Por Maria Carolina Marcello
BRASÍLIA (Reuters) - A maioria dos ministros do Supremo Tribunal Federal (STF) votou nesta quarta-feira pelo recebimento parcial de denúncia contra o presidente da Câmara, deputado Eduardo Cunha (PMDB-RJ), uma decisão que se confirmada tornará o deputado réu em ação ligada à Lava Jato.
Pouco antes da leitura do voto do relator, ministro Teori Zavascki, os ministros acertaram que encerrariam a sessão desta quarta tão logo ele concluísse seu voto.
Mas em inesperada movimentação, outros cinco ministros adiantaram seus votos, formando em poucos minutos uma maioria a favor do recebimento da denúncia contra Cunha --seis dos ministros concordaram em levar o presidente da Câmara à condição de réu. A ex-deputada Solange Almeida (PMDB-RJ) também teve a denúncia parcialmente recebida pelos ministros.
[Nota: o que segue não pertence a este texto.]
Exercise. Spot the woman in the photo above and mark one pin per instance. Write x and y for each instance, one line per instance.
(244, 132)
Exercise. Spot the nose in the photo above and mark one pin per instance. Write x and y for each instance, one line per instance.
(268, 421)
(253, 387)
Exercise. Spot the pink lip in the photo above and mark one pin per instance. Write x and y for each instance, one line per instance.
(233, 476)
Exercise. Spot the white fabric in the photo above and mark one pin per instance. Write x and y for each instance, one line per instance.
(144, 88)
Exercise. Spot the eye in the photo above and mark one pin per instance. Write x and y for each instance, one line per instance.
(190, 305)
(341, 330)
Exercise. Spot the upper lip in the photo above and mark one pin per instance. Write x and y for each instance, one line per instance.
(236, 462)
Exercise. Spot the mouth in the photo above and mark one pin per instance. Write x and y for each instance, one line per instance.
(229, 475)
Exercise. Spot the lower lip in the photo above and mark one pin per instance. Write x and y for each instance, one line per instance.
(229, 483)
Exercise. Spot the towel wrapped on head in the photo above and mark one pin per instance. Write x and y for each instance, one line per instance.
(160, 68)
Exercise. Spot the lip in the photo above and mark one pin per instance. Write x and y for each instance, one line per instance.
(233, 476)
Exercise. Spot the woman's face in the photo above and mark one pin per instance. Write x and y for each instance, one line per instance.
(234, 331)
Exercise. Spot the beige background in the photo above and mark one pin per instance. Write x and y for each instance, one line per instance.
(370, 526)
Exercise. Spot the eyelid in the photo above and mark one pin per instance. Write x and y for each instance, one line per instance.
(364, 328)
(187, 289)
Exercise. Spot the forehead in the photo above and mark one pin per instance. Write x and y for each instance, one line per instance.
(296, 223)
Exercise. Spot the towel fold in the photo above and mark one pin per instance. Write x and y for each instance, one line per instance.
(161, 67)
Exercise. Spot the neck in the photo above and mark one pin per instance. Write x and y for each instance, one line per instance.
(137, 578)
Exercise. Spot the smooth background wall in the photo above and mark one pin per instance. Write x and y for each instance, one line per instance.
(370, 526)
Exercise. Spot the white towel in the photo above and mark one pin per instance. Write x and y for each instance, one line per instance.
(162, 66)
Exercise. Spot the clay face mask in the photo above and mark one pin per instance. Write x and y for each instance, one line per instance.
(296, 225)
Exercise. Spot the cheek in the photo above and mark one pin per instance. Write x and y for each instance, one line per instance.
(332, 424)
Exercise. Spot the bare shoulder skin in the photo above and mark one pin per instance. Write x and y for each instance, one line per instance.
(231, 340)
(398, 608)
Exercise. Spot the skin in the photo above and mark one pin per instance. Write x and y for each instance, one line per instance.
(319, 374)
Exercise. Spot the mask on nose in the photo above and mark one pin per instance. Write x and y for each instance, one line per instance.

Cunha é acusado de ter recebido ao menos 5 milhões de dólares em propina relacionada à contratação para o fornecimento de navios-sonda para a Petrobras (SA:PETR4).
Em seu voto como relator, Zavascki decidiu acolher parcialmente a denúncia do procurador-geral da República, Rodrigo Janot, que chegou a usar o termo "propinolândia", durante sua sustentação oral no julgamento, para referir-se ao sistema de pagamentos envolvendo o parlamentar e a estatal.
Zavascki entendeu que "nada foi produzido, em termos probatórios" para comprovar uma conduta ilícita de Cunha à época da celebração dos contratos dos navios-sonda.
Admitiu, no entanto, a existência de indícios de recebimento de valores ilícitos, da utilização do mandato para pressionar pelos pagamentos e da prática de lavagem de dinheiro.
O relator decidiu acolher parcialmente a denúncia por entender que há indícios contra o parlamentar somente no segundo momento da denúncia elaborada pela PGR, na pressão que teria sido feita por Cunha, juntamente com a ex-deputada, sobre o delator Júlio Camargo para recebimento de propina.
"A peça acusatória narrou com segurança os fatos em tese delituosos e a conduta dos agentes", disse o relator em seu voto.
"Em suma, a análise dos autos mostra que há indícios robustos para, nestes termos, receber parcialmente a denúncia."
Para o PGR, Cunha teria solicitado e aceitado a promessa de vantagens indevidas para garantir esquema ilícito na estatal, "omitindo-se em interferir ou impedir" contratos dos navios-sonda e também para manter indicados políticos.
O procurador também acusou o presidente da Câmara de ter se utilizado de seu cargo para pressionar pelo pagamento da propina, quando foi interrompido, e de receber ao menos 5 milhões de dólares. Essa parte da acusação também foi acolhida pelo relator.
Segundo a denúncia de Janot, Cunha é acusado de crimes de corrupção passiva e lavagem de dinheiro, em decorrência da contratação, por cerca de 1 bilhão de dólares, de dois navios do consórcio Mitsui-Samsung, da Coreia do Sul, com a intermediação de Camargo, lobista do consórcio.
Uma auditoria contratada pela Petrobras constatou irregularidades no contrato de comissionamento entre Camargo e o consórcio, ocasionando a suspensão dos pagamentos e, em consequência, a interrupção das propinas.
DEFESA
O advogado Antonio Fernando de Souza, que representa o presidente da Câmara, por sua vez, argumentou que não há nada que sustente a denúncia feita pela PGR contra o parlamentar.
Ao se pronunciar durante a sessão desta quarta, o advogado, que é ex-procurador-geral da República, questionou as delações premiadas mencionadas pela PGR na acusação e negou que Cunha tenha recebido os 5 milhões de dólares em propina.
Cunha comentou que Teori afastou "mais da metade" das acusações feitas pela PGR ao acolhê-las apenas parcialmente.
"Lembrando que em 2013 eu me tornei réu e depois fui absolvido por unanimidade. Mesmo se tornar réu, isso não significa que ninguém é condenado, então eu estou absolutamente tranquilo, porque eu estou com a verdade, estou com a inocência", afirmou.
Ainda são necessários os votos de cinco ministros para concluir o julgamento, que terá continuidade na quinta-feira.
Votaram pelo recebimento parcial da denúncia, além de Zavascki, Cármen Lúcia, Marco Aurélio Mello, Edson Fachin, Luís Roberto Barroso e Rosa Weber.
O resultado precisa ser proclamado ao final do julgamento. Antes disso, os ministros podem alterar seu posicionamento.